Jalen Brunson #11 of the New York Knicks drives against...

Jalen Brunson #11 of the New York Knicks drives against Aaron Nesmith #23 of the Indiana Pacers during the first half at Madison Square Garden on Thursday, Feb. 1, 2024 in New York City. Credit: Jim McIsaac


If you just peruse the stats and listen to some of the predictions, you might think the Indiana Pacers will arrive in New York for Monday’s Game 1 of their Eastern Conference semifinal series and be greeted by the Knicks in full uniform waiting in an alley outside of Madison Square Garden with bats and chains.

In actuality, maybe in a show of big-city hospitality, they will wait until the game begins to break out the bats and chains.

At one time, it might have gone that way in this rivalry, with John Starks head-butting Reggie Miller, Miller flashing the choke sign and Charles Oakley wrestling with Antonio Davis. But now the Pacers don’t play in the mud. They are among the fastest teams in the NBA in pace this season and are second in offensive rating. With Tyrese Haliburton orchestrating the attack, he and his high-flying teammates rush downcourt on fast breaks and pull up for three-point field goals from all angles.

The Knicks, on the other hand, ranked last in the NBA in pace this season, and in the first round of the playoffs, they basically engaged in hand-to-hand combat with the Philadelphia 76ers in the slowest-paced series of the first round.

But the simplistic view might not be the right one, because while Indiana still may want to run, there are two alternative realities to deal with in the series.

First, as evidenced by the Pacers’ first-round battle with Milwaukee, the playoffs are a different animal. Their pace dropped from 102.16 in the regular season to 92.89 in their six-game win over the Bucks. And while they remained at the bottom, the Knicks look to run when they can, too. They were seventh in offensive rating in the regular season and sixth in the postseason.

“It’s how you would define pace,” Knicks coach Tom Thibodeau said. “I think we’re fifth in scoring. I think we’re probably second in fast-break points. Then when you look at total shot attempts, we’re always at the top. So however you get there.

“I told you, you can make stats say whatever you want, but the most important one is the net rating. And so that’s what we look at. You wanna be strong on offense and defense. I think we were fourth and fifth, or fifth in offensive rating. We’ll be challenged again. Our defense has to be great.”

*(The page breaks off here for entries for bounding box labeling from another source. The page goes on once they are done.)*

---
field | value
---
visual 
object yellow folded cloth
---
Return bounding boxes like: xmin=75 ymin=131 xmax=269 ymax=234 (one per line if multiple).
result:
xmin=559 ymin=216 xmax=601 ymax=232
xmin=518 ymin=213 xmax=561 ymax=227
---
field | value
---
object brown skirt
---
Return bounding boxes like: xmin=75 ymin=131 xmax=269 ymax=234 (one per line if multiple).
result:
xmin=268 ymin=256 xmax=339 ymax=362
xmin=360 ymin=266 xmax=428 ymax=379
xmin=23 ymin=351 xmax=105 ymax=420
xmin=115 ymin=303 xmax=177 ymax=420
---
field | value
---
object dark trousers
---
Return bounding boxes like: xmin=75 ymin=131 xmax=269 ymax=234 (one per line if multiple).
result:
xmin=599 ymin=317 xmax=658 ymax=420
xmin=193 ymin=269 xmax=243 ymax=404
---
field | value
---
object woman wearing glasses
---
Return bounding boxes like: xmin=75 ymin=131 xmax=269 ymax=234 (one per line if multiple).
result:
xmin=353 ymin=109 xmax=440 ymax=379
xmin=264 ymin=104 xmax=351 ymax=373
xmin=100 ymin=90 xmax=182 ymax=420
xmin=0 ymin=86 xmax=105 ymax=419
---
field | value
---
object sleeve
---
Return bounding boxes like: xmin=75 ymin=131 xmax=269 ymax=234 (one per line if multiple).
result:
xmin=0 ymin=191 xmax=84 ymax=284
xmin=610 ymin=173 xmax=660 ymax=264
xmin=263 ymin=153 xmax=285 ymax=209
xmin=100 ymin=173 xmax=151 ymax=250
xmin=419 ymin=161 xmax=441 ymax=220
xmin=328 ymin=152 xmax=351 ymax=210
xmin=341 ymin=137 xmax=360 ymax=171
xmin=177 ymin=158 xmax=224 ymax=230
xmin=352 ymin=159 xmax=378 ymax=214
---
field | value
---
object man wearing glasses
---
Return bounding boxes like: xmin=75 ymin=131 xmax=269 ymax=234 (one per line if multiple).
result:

It likely will be. The reality of the playoffs is that it isn’t the same as a fast-paced team catching a team in January on the second night of a back-to-back, shocking them with the different style. In the playoffs, every tendency is studied meticulously. Every play is prepped for in film study and practices. And seeing each other at least four times and maybe seven, there is no surprise to seeing the speed of a player or a team.

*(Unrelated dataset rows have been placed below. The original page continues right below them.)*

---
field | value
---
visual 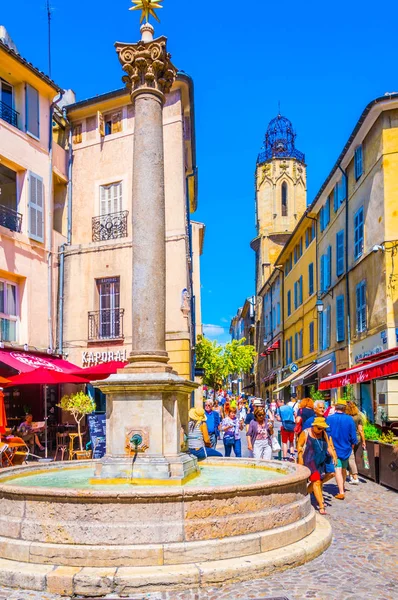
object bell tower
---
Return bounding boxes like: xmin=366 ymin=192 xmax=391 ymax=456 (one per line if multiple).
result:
xmin=250 ymin=114 xmax=307 ymax=293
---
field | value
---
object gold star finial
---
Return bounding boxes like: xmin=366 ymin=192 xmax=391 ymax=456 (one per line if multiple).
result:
xmin=129 ymin=0 xmax=163 ymax=23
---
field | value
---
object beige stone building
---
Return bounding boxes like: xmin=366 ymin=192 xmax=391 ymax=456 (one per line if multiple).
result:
xmin=60 ymin=74 xmax=204 ymax=379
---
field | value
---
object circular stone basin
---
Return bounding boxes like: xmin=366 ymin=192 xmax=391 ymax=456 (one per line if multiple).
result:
xmin=0 ymin=464 xmax=287 ymax=490
xmin=0 ymin=458 xmax=331 ymax=596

“You’re always adjusting,” Jalen Brunson said. “You can’t, I guess, force a team to play your style. It depends on game by game, what’s going on. Obviously, we want to play Knicks basketball, they’re going to try to play Pacers basketball. It’s going to be a grind. It’s going to be a battle. After the first game, we’re going to have to adjust whether we win or lose. Adjusting is how you win these types of things. “

“They get the ball out quick, throw it ahead,” OG Anunoby said. “They get up a lot of threes. They just play really fast, probably the highest pace in the league, the way they play. So it’ll be challenging for us to get back on defense. It’s an emphasis in film. Coach does a good job preparing us for that and we know coming into it to be ready for that.

“Definitely from game one to the next game to the next, the game changes. You learn more about an opponent each game and you’re more prepared, of course, as well. The playoffs is just naturally slower tempo.”

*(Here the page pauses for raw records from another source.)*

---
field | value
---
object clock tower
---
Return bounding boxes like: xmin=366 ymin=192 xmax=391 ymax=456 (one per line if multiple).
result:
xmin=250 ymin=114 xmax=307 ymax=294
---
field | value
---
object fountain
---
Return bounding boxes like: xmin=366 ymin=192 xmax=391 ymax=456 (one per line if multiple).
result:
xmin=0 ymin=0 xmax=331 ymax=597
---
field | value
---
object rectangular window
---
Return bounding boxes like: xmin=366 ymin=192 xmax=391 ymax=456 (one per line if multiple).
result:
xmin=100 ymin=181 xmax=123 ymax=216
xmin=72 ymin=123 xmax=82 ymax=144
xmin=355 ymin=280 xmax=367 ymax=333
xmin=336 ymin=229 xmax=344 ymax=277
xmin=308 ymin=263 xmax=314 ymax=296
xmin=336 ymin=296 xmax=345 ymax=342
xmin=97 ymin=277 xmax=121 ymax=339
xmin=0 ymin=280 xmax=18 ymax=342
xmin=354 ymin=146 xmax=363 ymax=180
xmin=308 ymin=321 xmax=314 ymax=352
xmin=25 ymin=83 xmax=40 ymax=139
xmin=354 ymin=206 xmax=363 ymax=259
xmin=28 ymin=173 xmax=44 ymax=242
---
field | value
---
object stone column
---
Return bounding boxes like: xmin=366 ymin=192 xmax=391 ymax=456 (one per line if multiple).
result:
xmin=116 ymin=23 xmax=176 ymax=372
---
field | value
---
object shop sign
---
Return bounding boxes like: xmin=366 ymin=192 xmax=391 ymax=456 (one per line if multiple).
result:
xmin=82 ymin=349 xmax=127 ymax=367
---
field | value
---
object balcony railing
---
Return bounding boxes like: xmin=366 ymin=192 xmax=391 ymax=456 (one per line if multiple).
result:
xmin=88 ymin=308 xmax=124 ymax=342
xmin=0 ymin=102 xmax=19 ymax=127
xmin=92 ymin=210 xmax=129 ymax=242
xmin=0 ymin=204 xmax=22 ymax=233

Anunoby’s presence will play a large part in that. He was not with the Knicks for any of the three regular-season meetings with the Pacers and is the Knicks’ best and most versatile defender. Anunoby, Josh Hart and Donte DiVincenzo give the Knicks the ability to switch liberally.

Anunoby has been able to share some defensive tips for his team concerning his former teammate in Toronto, Pascal Siakam, but he might not draw that assignment himself. In his one meeting against Indiana while still with Toronto, he took on the assignment of defending Haliburton.

“Just to try to make him uncomfortable,” Anunoby said. “He’s a great player. He can shoot from really far. So just try to pick him up early and dictate which direction he goes. Don’t let him choose which direction he goes — me force him away and then go from there.”

“The strengths of their team, that’s not gonna change,” Thibodeau said. “They’re an uptempo team. I think they average 113 in the playoffs. So we know that we gotta protect our basket. They’ve got good shooting, point guards. They’ve got Siakam. They’ve got [Myles] Turner. So they got a lot of weapons. A lot of pick-and-rolls. You got multiple point guards on the floor at the same time, so a lot of slips, a lot of flares. But the main thing is the strengths of the players doesn’t change. You gotta know what they do and you gotta know them inside and out.”

The Knicks certainly will know that as they put Philadelphia behind them and get ready for this series. They won’t do it with bats and chains, but it might feel that way sometimes.